Quoting is used to escape characters that may be potentially dangerous from being interpreted: for example, the right hand side of the If-Modified-Since header is a string called the entity tag and is provided by the HTTP client (such as the Bloglines poller). There is the risk that this string could somehow be fed into a database or shell command. If this string contains characters that have special meaning to the database or shell, an attacker could use that to gain access to the system. Thus, WordPress takes care to escape dangerous characters, such as quotation marks, from the string to prevent this from happening.

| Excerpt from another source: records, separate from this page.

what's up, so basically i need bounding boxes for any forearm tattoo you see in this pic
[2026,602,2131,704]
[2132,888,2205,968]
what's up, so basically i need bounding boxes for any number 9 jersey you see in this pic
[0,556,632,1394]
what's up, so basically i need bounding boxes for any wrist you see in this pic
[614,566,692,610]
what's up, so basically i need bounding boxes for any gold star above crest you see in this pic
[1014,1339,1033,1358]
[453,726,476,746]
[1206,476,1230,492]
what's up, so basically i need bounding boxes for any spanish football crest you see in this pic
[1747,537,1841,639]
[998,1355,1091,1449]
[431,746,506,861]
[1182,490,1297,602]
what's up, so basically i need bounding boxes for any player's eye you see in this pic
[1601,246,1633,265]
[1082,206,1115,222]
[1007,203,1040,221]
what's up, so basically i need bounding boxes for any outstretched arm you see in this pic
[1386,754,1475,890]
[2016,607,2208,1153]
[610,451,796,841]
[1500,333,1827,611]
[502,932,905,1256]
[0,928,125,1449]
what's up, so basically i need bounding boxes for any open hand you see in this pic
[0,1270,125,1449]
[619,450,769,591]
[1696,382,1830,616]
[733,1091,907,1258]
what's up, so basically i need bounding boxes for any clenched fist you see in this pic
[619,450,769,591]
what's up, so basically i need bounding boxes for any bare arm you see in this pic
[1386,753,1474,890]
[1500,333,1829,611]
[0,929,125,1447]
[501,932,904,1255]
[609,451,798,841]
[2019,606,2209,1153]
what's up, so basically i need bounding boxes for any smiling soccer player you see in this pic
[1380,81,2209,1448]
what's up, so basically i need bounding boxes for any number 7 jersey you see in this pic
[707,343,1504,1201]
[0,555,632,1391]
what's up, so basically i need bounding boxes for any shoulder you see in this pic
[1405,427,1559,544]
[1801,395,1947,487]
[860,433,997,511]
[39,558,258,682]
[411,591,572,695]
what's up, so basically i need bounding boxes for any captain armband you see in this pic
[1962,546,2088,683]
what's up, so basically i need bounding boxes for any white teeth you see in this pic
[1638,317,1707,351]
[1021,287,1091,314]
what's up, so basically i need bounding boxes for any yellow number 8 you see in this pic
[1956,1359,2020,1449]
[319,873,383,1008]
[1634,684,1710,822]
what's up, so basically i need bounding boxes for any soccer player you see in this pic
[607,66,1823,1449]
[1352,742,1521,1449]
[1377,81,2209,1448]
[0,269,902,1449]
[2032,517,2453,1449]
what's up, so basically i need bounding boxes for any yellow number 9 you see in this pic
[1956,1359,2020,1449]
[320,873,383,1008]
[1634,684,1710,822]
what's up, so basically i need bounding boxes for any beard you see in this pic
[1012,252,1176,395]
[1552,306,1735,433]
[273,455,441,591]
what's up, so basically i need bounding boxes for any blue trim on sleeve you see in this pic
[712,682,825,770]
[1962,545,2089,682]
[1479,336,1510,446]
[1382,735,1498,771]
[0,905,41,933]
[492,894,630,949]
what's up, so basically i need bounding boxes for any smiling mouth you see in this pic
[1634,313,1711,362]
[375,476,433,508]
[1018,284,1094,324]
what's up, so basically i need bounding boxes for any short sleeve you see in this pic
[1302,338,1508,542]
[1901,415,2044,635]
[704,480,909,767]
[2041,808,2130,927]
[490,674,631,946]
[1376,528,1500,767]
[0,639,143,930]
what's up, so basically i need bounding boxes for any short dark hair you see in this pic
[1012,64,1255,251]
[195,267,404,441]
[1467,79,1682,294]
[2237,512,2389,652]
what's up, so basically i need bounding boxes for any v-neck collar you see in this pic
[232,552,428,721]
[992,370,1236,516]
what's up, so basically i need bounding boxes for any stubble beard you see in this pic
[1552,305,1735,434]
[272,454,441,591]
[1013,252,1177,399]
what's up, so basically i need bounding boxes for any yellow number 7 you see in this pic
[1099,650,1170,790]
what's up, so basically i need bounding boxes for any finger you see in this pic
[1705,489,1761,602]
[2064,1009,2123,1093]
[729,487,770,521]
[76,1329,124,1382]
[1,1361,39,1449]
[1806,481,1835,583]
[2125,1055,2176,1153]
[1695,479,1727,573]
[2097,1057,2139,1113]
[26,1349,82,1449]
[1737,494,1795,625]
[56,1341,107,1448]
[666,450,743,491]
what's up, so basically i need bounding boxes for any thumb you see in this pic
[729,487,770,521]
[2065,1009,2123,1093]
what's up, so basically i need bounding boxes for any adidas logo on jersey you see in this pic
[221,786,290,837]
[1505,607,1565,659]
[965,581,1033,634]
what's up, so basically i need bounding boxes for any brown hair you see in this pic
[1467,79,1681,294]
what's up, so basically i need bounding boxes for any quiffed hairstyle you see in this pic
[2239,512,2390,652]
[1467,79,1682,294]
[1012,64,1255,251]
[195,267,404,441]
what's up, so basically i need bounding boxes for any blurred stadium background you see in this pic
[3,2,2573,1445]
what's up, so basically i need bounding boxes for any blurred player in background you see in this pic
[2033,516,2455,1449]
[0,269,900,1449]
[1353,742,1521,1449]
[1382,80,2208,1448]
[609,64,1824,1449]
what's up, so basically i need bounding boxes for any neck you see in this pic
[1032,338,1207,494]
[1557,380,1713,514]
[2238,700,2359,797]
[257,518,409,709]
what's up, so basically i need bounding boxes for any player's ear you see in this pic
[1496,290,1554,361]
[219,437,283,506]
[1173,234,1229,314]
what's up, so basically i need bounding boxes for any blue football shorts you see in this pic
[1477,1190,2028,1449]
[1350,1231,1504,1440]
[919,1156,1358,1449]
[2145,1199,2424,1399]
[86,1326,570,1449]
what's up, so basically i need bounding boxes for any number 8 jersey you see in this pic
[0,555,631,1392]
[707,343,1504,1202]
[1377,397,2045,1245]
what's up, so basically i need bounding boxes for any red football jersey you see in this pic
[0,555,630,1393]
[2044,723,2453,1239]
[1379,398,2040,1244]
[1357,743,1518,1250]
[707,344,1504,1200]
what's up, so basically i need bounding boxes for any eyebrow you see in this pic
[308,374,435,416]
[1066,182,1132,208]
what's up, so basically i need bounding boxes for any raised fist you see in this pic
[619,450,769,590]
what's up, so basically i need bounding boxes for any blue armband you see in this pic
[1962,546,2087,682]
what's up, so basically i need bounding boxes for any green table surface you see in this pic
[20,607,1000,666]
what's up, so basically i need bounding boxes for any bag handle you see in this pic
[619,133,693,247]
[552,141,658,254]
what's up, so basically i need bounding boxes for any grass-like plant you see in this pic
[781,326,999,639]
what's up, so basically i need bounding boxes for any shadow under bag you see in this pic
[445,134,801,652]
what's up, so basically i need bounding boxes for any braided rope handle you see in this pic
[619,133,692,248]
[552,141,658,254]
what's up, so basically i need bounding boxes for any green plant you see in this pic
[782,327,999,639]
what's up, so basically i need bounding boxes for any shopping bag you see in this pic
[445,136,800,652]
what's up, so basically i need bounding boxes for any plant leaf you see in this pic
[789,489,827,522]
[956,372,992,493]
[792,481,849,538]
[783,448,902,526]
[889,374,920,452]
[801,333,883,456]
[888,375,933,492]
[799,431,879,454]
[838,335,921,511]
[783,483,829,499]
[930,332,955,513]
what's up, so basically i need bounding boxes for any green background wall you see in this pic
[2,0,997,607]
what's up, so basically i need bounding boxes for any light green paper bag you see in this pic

Unfortunately, a change made in 2005 that handles
quoting appears to interact poorly with
send_headers
, the
code that checks whether the feed has changed relative to what
the HTTP client (Bloglines) last knew about. In particular,
entity tags are quoted strings, in the sense that it
is a string of characters that appears in quotation marks.
PHP already quotes these strings (in the sense of
escaping dangerous characters), which is why send_headers
took
care to stripslashes
. However, the quoting introduced in change
2699 causes the quoted string to be quoted again so the
match obviously fails and the 304 response code (no change)
is not sent.
The hackish fix is to simply call stripslashes
twice, which is
what I’ve done for now. The more permanent fix probably involves
something about how WordPress deals with quoting.
I wanted to submit a ticket to the WordPress
trac server but their login
database hasn’t yet been updated with my new account. I’ll update this post
with a link to the ticket when it gets created.
Update: Someone else noticed and was able to file a bug. Their comments led me to realize it was a more recent change, part of the 2.0.2 upgrade, that probably caused the problem. Where are the regression tests?